In this publication, Mr. Lawson shares the differences in how different individuals view applied economics. He shares that’s Mr. Reddaway looks for “rough and ready” patterns in data and like repeating the aphorism ‘It is better to be roughly right then precisely wrong.”  While Mr. Reddaway looks at data that is published in official sources and felt that it was only rough and ready methods that provided the analysis insight. Mr. Lawson had a different view he felt that the nature of the social reality that formalistic methods were unlikely appropriate to it analysis. Mr. Lawson also shares that he likes to interpret the difference between pure and applied explanation in the context of the explanatory approach (Lawson, 2009).   I found it interesting how Mr. Lawson shared examples of causal and contrast explanations, he uses examples that really have nothing to do with economics and then turns explains how they would be used in economics.  One of the lines that I found interesting and high lighted was “Notice that not just any old contrast will do here. It does have to be surprising, or doubt inducing, or otherwise of interest, from the point of view of current understandings” (Lawson, 2009).  This statement is meant to remind us that we need to understand what we are looking for, what kind of answers are we looking for, what questions are being asked.  There is a lot of information in this publication, and needs another read through for me to truly understand Mr. Lawson’s statement in his conclusion, “social reality is not everywhere a closed system, then successful social analysis remains possible. However, the latter is likely to require the application of not merely analytical methods but also, and perhaps especially, those, like contrast explanation, that are primarily, or more overtly, dialectical in nature. (Lawson, 2009).
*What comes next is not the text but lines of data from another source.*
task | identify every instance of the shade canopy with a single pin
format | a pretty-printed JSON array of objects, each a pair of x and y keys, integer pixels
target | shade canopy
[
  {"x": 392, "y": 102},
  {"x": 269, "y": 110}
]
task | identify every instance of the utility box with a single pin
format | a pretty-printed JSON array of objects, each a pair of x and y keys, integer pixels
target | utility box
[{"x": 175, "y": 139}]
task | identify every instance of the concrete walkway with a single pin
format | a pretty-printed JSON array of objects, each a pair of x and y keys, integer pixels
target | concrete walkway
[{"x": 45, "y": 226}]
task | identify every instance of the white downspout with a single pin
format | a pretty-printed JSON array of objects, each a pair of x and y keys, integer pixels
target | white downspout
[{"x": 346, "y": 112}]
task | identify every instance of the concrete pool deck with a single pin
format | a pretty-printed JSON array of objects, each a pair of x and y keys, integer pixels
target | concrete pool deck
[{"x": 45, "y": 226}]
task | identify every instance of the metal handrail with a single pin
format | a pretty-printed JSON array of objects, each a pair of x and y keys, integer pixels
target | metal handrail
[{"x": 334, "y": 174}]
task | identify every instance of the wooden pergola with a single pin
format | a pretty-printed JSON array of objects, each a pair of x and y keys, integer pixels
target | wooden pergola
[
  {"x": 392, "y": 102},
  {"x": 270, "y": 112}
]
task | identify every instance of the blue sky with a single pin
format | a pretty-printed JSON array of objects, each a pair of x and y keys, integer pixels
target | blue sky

Tony Lawson; Applied economics, contrast explanation and asymmetric information. Cambridge J Econ 2009; 33 (3): 405-419. doi: 10.1093/cje/ben047

“There is a lot of information in this publication, and needs another read through for me to truly understand Mr. Lawson’s statement in his conclusion, “social reality is not everywhere a closed system, then successful social analysis remains possible. However, the latter is likely to require the application of not merely analytical methods but also, and perhaps especially, those, like contrast explanation, that are primarily, or more overtly, dialectical in nature. (Lawson, 2009).”

I think he is saying that in much social analysis that empirical research is not sufficient – that you must use techniques beyond the scientific method. This is true in economics.